Идти смело вперёд всегда лучше – выиграешь, даже если столкнёшься с врагом.
Человек было заслонился ветвями, но, видно, понял, что я вижу его, изменил решение, выпрыгнул из кустов и кинулся ко мне. Шагах в десяти в размашисто бежавшем и улыбавшемся мужчине опознал я Геннадия Комаркова. Он подскочил ко мне, бросил на плечи обе руки и прижал к груди.

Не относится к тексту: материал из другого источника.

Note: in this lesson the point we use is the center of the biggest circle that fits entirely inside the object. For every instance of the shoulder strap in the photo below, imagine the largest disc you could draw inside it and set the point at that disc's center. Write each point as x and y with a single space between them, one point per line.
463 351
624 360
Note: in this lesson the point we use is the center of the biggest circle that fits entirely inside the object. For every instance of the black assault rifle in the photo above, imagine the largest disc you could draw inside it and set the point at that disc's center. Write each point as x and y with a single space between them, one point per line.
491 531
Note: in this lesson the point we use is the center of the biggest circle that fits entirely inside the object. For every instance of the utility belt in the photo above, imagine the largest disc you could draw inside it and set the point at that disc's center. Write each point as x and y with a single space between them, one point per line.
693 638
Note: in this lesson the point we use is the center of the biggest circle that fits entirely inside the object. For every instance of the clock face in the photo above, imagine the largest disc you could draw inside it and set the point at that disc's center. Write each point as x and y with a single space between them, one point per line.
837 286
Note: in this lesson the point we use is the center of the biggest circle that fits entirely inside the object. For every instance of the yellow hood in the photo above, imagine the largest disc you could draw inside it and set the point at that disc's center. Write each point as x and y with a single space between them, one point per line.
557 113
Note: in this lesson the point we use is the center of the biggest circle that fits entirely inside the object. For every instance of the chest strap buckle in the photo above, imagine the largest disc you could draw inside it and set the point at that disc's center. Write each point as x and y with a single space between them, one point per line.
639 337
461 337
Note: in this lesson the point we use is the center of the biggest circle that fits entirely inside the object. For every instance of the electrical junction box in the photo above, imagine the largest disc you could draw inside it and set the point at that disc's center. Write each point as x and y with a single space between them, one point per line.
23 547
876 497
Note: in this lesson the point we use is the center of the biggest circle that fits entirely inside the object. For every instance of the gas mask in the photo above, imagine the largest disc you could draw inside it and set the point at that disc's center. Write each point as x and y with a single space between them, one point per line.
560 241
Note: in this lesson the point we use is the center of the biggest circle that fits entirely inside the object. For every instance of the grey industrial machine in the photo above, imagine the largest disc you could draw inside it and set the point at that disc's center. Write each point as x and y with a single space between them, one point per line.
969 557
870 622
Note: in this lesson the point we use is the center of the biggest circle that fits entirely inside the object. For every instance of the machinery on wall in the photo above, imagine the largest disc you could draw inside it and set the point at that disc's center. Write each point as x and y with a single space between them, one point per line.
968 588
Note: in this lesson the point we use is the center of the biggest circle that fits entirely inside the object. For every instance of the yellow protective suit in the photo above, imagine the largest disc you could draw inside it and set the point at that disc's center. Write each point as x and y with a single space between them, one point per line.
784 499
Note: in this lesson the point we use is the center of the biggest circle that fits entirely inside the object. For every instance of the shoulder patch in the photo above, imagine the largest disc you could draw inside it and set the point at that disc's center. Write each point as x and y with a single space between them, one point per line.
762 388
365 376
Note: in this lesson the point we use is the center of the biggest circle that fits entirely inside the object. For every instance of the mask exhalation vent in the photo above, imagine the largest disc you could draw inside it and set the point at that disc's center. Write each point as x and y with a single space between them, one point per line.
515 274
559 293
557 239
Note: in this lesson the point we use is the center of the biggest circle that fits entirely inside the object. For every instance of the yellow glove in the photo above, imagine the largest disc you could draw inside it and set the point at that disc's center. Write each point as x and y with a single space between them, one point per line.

– Сань! Ты?.. – отстранился на полшага, как бы оглядывая меня на расстоянии, его глаза всё ещё стыли в растерянности – не ошибся ли?
– Я, брат… Я.
– На тебя приходило… извещение как о без вести пропавшем.
– Ошиблись. Выжил, приехал. Пришёл вот посмотреть наше опытное поле.
– Всё так неожиданно, нежданно… Да что смотреть, право, не знаю. Перемен больших не случилось.
– Покажи хоть тот сорт пшеницы, ну «таёженку» нашу.
– А ты что о ней ничего не слышал?
– Нет.
– Как же?
– Вчера только прибыл.
– С «таёжной», Сань, не вышло.
– Неужели?!
– Да. Не оправдала она нашей надежды. Выбраковали её: обнаружилась куча пороков.
– Не может быть! Что за горе такое?!
– А тебе-то что горевать.
– Разве забота только обо мне?
– Ну, да я так, к слову… История тут, Сань, целая история. О ней когда-нибудь, сейчас это не главное. Рад нашей встрече, давай поговорим о другом, а сорта, будем живы-здоровы, от нас не уйдут.
Мы отошли к грани, за которой ровной шеренгой, одна возле другой, теснились делянки, присели.
– Да ты, оказывается, с подарком! – услышав стон протеза, настороженно посмотрел на меня Комарков.
– С фронта редко кто возвращается невредимым. На то и война.
– А при ходьбе почти незаметно, – удивился Комарков. – Удачно изладили.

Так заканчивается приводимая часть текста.